The Extraordinary Journey of the Fakir movie review: Dhanushs potential is lost to a Bollywoodi-sed Hollywood debut

Based on French novelist Romain Puertolas’s bestseller The Extraordinary Journey of the Fakir Who Got Trapped in an Ikea Wardrobe, this English language film adaptation stars Dhanush as Ajatashatru Lavash Patel, aka Aja.

The book wanted to spotlight the issues of immigrants and refugees but the film (adapted by Luc Bossi) gets caught up in the exotic and playing up the Bollywood genre, such as including songs and dances which are as awkward as the English-speaking slum children. The film also scrubs out the brand name of the Swedish furniture major while retaining Aja’s obsession with their designs.

Aja (Dhanush), the son of a washerwoman in Mumbai’s Worli area, makes a quick buck by posing as (fake) fakir and scamming gullible tourists. He eventually scams his way to Paris in search of his estranged French father. A Tamil star plays a half French-half Indian, English-speaking Patel from a Mumbai slum – wrap your head around that!

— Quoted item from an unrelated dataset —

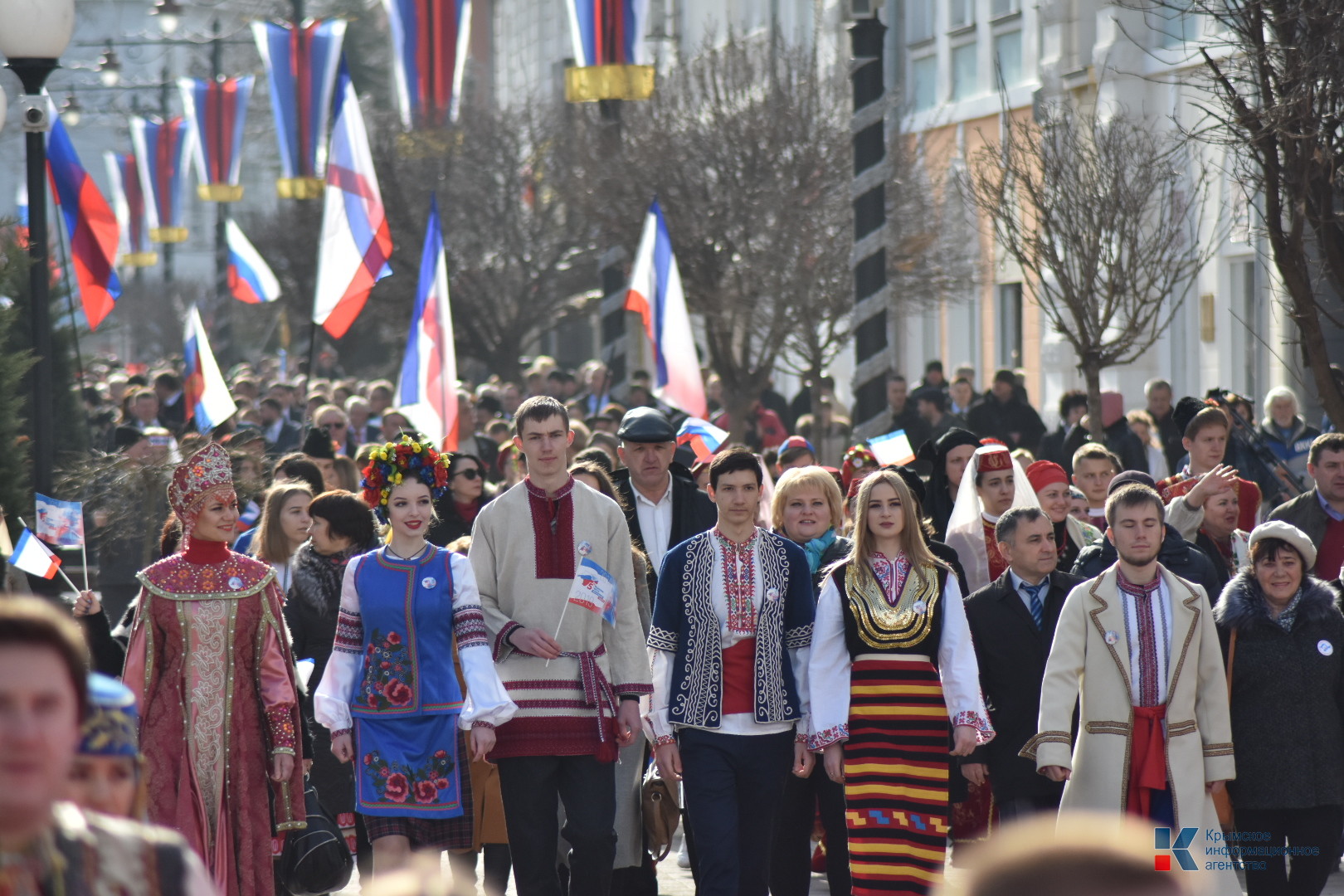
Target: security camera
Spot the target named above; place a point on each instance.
(34, 112)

Aja has barely been in the French city a few hours before he is fallen head over heels in love with Marie (Erin Moriarty), an American woman he meets at his favourite furniture store. He makes a date to meet her at the Eiffel Tower the next day but “the tyranny of chance” plays its hand. Actually it is just plain stupidity. The result is that he does not keep the date at the Eiffel Tower because he is being transported to the UK in the back of a truck filled with Sudanese immigrants. Thus begins Aja’s unplanned journey around Europe in wardrobes, trucks, luxury luggage and a hot air balloon.

Aja proves to be a survivor who is determined to raise himself out of poverty and find his way back to Paris to fulfill promises made. During his travels, he meets a motley crew of characters – an illegal immigrant from Sudan (Barkhad Abdi), a European movie star (Berenice Bejo) and a British immigration officer (Ben English), who inexplicably bursts into a tuneless song while deporting the illegals to Spain.

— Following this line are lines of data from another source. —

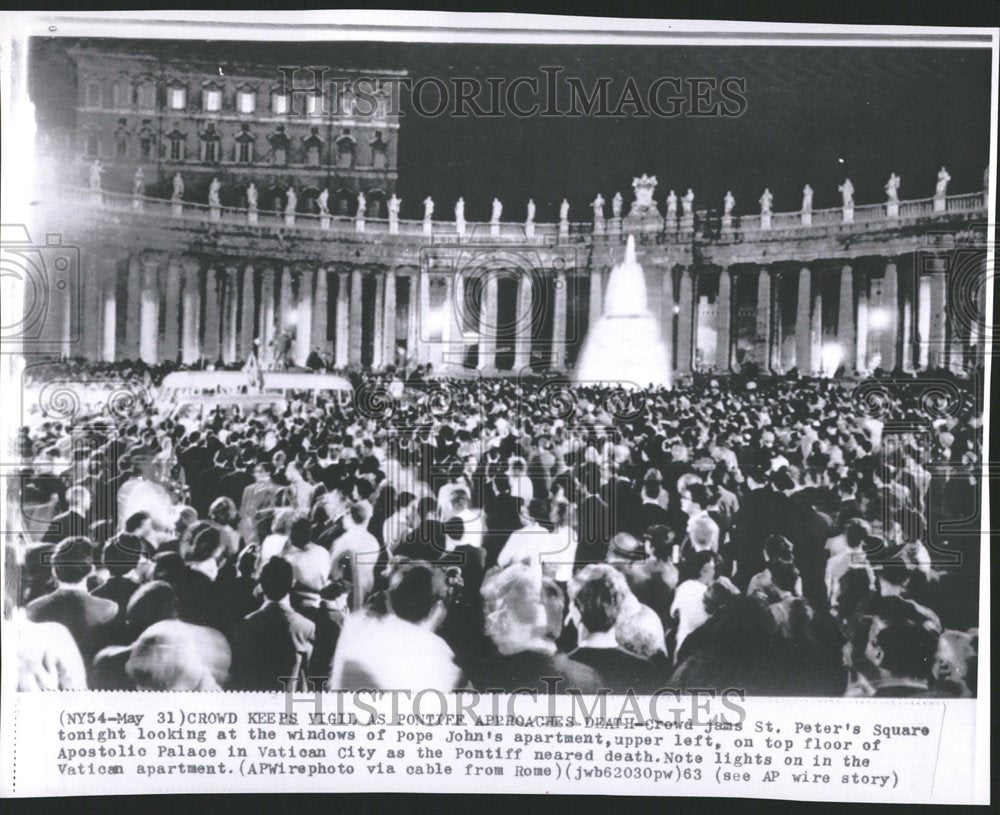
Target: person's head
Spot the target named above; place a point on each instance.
(640, 632)
(73, 560)
(298, 535)
(78, 499)
(223, 511)
(704, 533)
(703, 565)
(149, 604)
(778, 547)
(276, 579)
(856, 532)
(122, 553)
(597, 593)
(140, 523)
(516, 606)
(417, 594)
(901, 648)
(206, 544)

Dhanush’s sincerity permeates through Aja. Director Ken Scott plays to the actor’s core audience by even handing Dhanush a gratuitous Bollywood dance number. The international supporting cast, especially Bejo and Abdi, blend in nicely.

A few scenes are heartwarming, like when Aja turns his only shirt into a canvas and his determination to give his mother the send off she dreamed of.

Scott directs with a light touch, preferring not to underline the core issue of illegal immigrants and poverty but to play up the fable-like quality of the tale, which leaves you wondering how much was fact and how much was the fakir’s fantastic fiction.